You can’t do that with family. You have to suck it up. That is not healthy. It’s not abuse, not by a long shot, but it’s not healthy either.

Then why do people always say family is the strongest support group you have? At the risk of bringing in personal experience, I find that there is very little I can talk to my family about. Trivial things, maybe, but nothing serious. Whereas my friends, even the crappy, less trustworthy ones, I can open up to. Obviously Traitor McSnitch doesn’t get much, but you get my point. That is healthy. Family is not. They want all your secrets, but you don’t want to give. Some of it is genuine concern. “Who were you with” might be intruding on your privacy, but if you’re with “Crackhead” John, then maybe there is some genuine concern. But if you’ve proven that you are trustworthy, and that you’ve never even spoken to John, why do the questions persist? I’ll leave that one open.
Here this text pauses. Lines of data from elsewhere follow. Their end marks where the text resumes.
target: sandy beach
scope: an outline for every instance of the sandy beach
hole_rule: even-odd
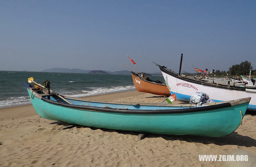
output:
[[[109,101],[161,103],[136,91],[88,96]],[[175,101],[175,103],[178,103]],[[39,116],[31,104],[0,109],[0,166],[256,166],[256,114],[223,137],[148,134],[83,126]],[[198,155],[248,155],[248,161],[202,161]]]

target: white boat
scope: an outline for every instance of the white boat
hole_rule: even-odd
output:
[[[244,76],[241,75],[241,77],[243,79],[243,81],[244,82],[247,82],[247,84],[246,84],[246,86],[252,86],[252,87],[256,87],[255,86],[255,80],[252,80],[249,78],[247,78],[246,77],[244,77]]]
[[[251,97],[248,109],[256,111],[256,87],[244,87],[206,83],[182,77],[165,66],[156,65],[160,68],[171,94],[175,93],[178,100],[189,101],[191,96],[197,91],[206,93],[216,102]]]

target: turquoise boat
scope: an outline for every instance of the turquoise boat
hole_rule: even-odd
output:
[[[228,135],[242,123],[250,97],[208,103],[118,104],[60,96],[26,83],[36,111],[47,119],[105,129],[211,137]]]

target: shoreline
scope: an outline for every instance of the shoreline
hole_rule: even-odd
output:
[[[88,95],[88,96],[81,96],[81,97],[75,97],[75,98],[84,98],[84,97],[87,97],[94,96],[97,96],[97,95],[105,95],[105,94],[111,94],[111,93],[116,93],[124,92],[126,92],[126,91],[136,91],[136,88],[130,89],[126,89],[126,90],[120,90],[120,91],[113,91],[109,92],[103,93],[100,93],[100,94],[96,94],[95,95]],[[66,96],[66,97],[68,97],[68,96]],[[28,96],[25,97],[26,97],[29,98],[29,97],[28,97]],[[0,106],[0,109],[7,108],[7,107],[12,107],[20,106],[22,106],[22,105],[28,105],[28,104],[32,104],[31,102],[30,101],[30,99],[29,100],[29,102],[28,102],[27,103],[26,103],[24,104],[14,104],[14,105],[2,105],[2,106]]]
[[[92,100],[160,103],[137,91],[86,96]],[[0,166],[251,166],[256,164],[256,115],[222,137],[149,134],[84,126],[39,116],[32,104],[0,108]],[[171,121],[171,120],[170,120]],[[200,155],[248,155],[248,161],[201,161]]]

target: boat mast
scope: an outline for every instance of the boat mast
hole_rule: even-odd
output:
[[[180,57],[180,71],[179,71],[179,76],[180,76],[180,72],[181,71],[181,65],[182,64],[182,58],[183,57],[183,54],[181,54]]]

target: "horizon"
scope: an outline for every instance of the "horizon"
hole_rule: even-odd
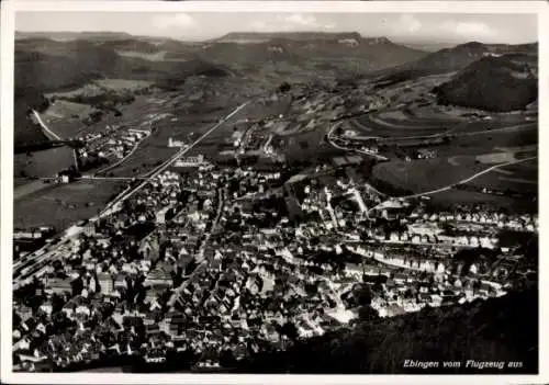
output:
[[[361,38],[386,38],[392,43],[397,43],[397,44],[433,44],[433,45],[462,45],[462,44],[468,44],[468,43],[481,43],[481,44],[506,44],[506,45],[524,45],[524,44],[538,44],[539,39],[531,39],[531,41],[525,41],[523,43],[491,43],[491,42],[485,42],[485,41],[479,41],[479,39],[463,39],[463,41],[442,41],[442,39],[428,39],[428,38],[418,38],[418,39],[404,39],[404,38],[393,38],[393,37],[388,37],[384,35],[365,35],[360,32],[357,31],[337,31],[337,32],[330,32],[330,31],[231,31],[227,33],[224,33],[220,36],[216,37],[208,37],[208,38],[182,38],[182,37],[171,37],[171,36],[157,36],[157,35],[137,35],[137,34],[132,34],[128,32],[124,31],[109,31],[109,30],[97,30],[97,31],[19,31],[15,30],[15,39],[21,38],[16,36],[16,34],[29,34],[29,35],[44,35],[44,37],[48,37],[47,35],[53,35],[53,34],[72,34],[72,35],[86,35],[86,34],[112,34],[112,35],[126,35],[133,38],[159,38],[159,39],[173,39],[177,42],[182,42],[182,43],[205,43],[209,41],[216,41],[216,39],[222,39],[223,37],[231,35],[231,34],[256,34],[256,35],[274,35],[274,34],[324,34],[324,35],[348,35],[348,34],[358,34]],[[24,38],[24,37],[23,37]],[[55,39],[55,38],[53,38]],[[76,39],[76,38],[75,38]]]
[[[47,13],[47,14],[46,14]],[[121,14],[123,16],[121,18]],[[407,44],[538,41],[535,14],[18,12],[19,33],[126,33],[204,42],[228,33],[359,33]]]

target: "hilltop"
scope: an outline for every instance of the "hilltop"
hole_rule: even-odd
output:
[[[394,318],[359,321],[354,328],[298,342],[287,352],[262,353],[245,373],[473,374],[538,371],[537,291],[509,293],[486,302],[426,308]],[[438,362],[474,359],[523,363],[520,369],[423,370],[405,360]]]
[[[537,69],[531,57],[513,54],[485,56],[436,87],[441,104],[486,111],[523,110],[537,100]]]

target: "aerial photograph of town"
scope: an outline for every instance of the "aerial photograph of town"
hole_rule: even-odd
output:
[[[537,14],[18,12],[13,137],[13,372],[539,372]]]

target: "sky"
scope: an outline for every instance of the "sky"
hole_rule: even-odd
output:
[[[537,41],[534,14],[18,12],[16,31],[112,31],[199,41],[229,32],[359,32],[395,42]]]

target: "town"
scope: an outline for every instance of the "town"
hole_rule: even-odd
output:
[[[388,199],[352,157],[289,179],[202,156],[164,171],[15,265],[15,367],[173,352],[229,367],[357,319],[502,296],[535,272],[502,237],[537,233],[536,215]]]

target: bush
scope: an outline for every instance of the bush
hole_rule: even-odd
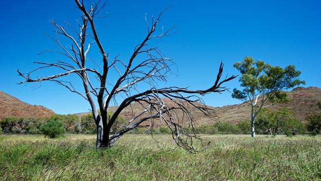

There is a reason I’ve waited until I was an adult to write this. If I wrote this before, it would be disregarded as teenage angst. After all, people love their families once they’re older! Yes, that’s because they don’t have to spend every day with them, and you’re finally being treated like the rational being you were from the age of fifteen. And you can finally put on the conditions without all the vacuous counters. That is why you love them then.

What is the point of this? Well, damned if I know. I’m sure it can’t be easy being a parent, and I’m mostly writing this because I feel my parents did a damn good job, and that’s let me see where even a generally good family can fall into pit traps and difficulties. I may only represent a very small demographic, in which case I apologise for wasting ten minutes of your time. But please bear this in mind:

a) Teenagers are smart. Maybe even as smart as the parents. Don’t disregard things on principles. Don’t call things “teenage angst”. Chances are they have a point.

b) Teenagers need freedom. Sure, put some conditions on it, and maybe check once in a while the “Crackhead” John isn’t giving them spliffs in exchange for favours, but don’t delve so deep into their personal life they feel they can’t breathe without letting you know by signed letters. Hiding one’s personal life doesn’t necessarily mean one is doing something bad. It’s called a personal life for a reason.

c) Teenagers live in a different world to parents. Totally different. Different music, different standards, different friends. They’ll never turn out like their parents wanted them to because what their parents want is probably incompatible with this day and age. And parents might not like their children’s friends, but if they make them happy, then what gives them the authority to intervene?

d) This post has been very rambling. If you have reached this final point, well done.